L’état d’urgence, quelle version ?

Si la prolongation pour trois mois du dispositif ne fait pas débat, l’Assemblée doit voter jeudi son actualisation.
Le Congrès rassemblé le 16 novembre, devra revenir à Versailles dans moins de trois mois pour voter la modification de la Constitution. (Photo Laurent Troude pour Libération)
publié le 18 novembre 2015 à 20h26

Un semblant d'union nationale. Après la cacophonie des questions d'actualité mardi à l'Assemblée nationale, les députés doivent adopter, ce jeudi, à la quasi-unanimité, la prolongation pour trois mois de l'état d'urgence décrété samedi dernier. Le Sénat est appelé à faire de même vendredi et permettre ainsi aux forces de l'ordre, jusqu'au 26 février 2016, de se passer de garanties juridiques (perquisitions hors mandat, assignations à résidence, interdictions et fermetures provisoires…) pour «mener efficacement le combat contre le terrorisme», a insisté le ministre de l'Intérieur devant la commission des lois de l'Assemblée mercredi. La loi du 3 avril 1955, qui institue l'état d'urgence, oblige le gouvernement à passer devant les parlementaires dans les douze jours s'il veut prolonger le dispositif. C'est ici l'occasion de modifier une loi datant de la guerre d'Algérie. Le gouvernement veut ainsi élargir le «régime d'assignation à résidence» à «toute personne» pour qui «il existe des raisons sérieuses de penser que son comportement constitue une menace pour la sécurité et l'ordre public». Il sera aussi «interdit à la personne assignée à résidence d'entrer directement ou indirectement en contact avec des personnes soupçonnées également de préparer des actes portant atteinte à l'ordre public». Les perquisitions seraient, de leur côté, encadrées : «les locaux» des parlementaires, des avocats, des magistrats ou des journalistes en seraient exclus.

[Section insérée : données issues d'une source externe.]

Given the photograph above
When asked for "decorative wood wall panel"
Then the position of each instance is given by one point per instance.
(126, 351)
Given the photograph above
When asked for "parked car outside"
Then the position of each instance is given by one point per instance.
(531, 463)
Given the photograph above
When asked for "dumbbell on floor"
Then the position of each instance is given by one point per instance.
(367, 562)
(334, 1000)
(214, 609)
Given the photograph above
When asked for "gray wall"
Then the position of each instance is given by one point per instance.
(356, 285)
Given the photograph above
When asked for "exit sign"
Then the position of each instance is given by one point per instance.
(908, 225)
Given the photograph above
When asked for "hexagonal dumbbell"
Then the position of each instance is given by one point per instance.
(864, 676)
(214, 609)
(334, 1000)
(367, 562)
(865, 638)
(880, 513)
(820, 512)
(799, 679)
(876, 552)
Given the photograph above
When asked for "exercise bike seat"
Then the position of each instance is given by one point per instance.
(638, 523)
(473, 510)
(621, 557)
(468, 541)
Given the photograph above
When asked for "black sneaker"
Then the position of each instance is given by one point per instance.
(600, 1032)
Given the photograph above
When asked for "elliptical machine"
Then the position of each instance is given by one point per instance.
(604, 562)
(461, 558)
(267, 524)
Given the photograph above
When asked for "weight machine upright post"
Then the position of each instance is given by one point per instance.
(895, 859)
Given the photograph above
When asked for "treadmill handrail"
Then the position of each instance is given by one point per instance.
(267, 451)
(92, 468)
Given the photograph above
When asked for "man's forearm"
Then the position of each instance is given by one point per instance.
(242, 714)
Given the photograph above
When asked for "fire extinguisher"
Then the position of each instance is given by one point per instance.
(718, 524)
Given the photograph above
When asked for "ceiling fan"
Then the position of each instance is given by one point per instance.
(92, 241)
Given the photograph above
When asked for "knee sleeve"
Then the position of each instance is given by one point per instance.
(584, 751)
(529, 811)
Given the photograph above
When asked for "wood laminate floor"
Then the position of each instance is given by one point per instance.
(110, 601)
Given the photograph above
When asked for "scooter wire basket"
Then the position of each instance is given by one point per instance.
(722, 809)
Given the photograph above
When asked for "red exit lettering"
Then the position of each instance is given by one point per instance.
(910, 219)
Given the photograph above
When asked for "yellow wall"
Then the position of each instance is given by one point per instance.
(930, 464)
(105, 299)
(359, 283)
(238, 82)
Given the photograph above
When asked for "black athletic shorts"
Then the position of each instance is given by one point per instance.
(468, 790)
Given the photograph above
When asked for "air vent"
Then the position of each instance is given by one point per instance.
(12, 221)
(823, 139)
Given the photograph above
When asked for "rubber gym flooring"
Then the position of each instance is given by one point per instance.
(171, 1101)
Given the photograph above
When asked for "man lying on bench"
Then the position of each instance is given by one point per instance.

Comme les ordinateurs personnels n'existaient pas il y a soixante ans, les «copies […] stockées dans tout système informatique» seraient autorisées. Il serait possible aussi de «dissoudre» fissa les groupes qui «participent, facilitent ou incitent à la commission d'actes portant une atteinte grave à l'ordre public». Enfin, le «contrôle de la presse ou de la radio», mesure qui «n'a plus de pertinence dans le monde d'abondance médiatique , a précisé Cazeneuve, [sera] supprimé». Une décision sur laquelle une partie des députés a tenté de revenir mercredi. «L'état d'urgence doit demeurer exceptionnel, [il] ne doit pas perdurer au-delà de la période nécessaire», a voulu rassurer le député PS, Jean-Jacques Urvoas, rapporteur du texte, proposant un «contrôle étroit et constant du Parlement» comme, par exemple, en état d'urgence, une «audition régulière du ministre» de l'Intérieur et la suppression de la justice militaire.

A droite, on propose de placer les assignés à résidence sous surveillance électronique et de permettre aux policiers de garder leurs armes de service à tout moment en dehors des heures de travail. A gauche, si le soutien au gouvernement se veut «sans ambiguïté», plusieurs voix distinguent déjà ce vote de la révision constitutionnelle que l'exécutif prépare et veut voir adoptée dans les trois mois. «Nous ne sommes pas prêts à inscrire dans le marbre des éléments qui, demain, pourraient créer un régime d'exception», prévient André Chassaigne (PCF). Sergio Coronado (EE-LV), qui votera contre le projet de loi comme trois autres députés - Noël Mamère et Isabelle Attard du groupe écolo, et Pouria Amirshahi au PS - met en garde les siens : «Quand on n'a pas ouvert sa gueule avant, c'est difficile de le faire après.»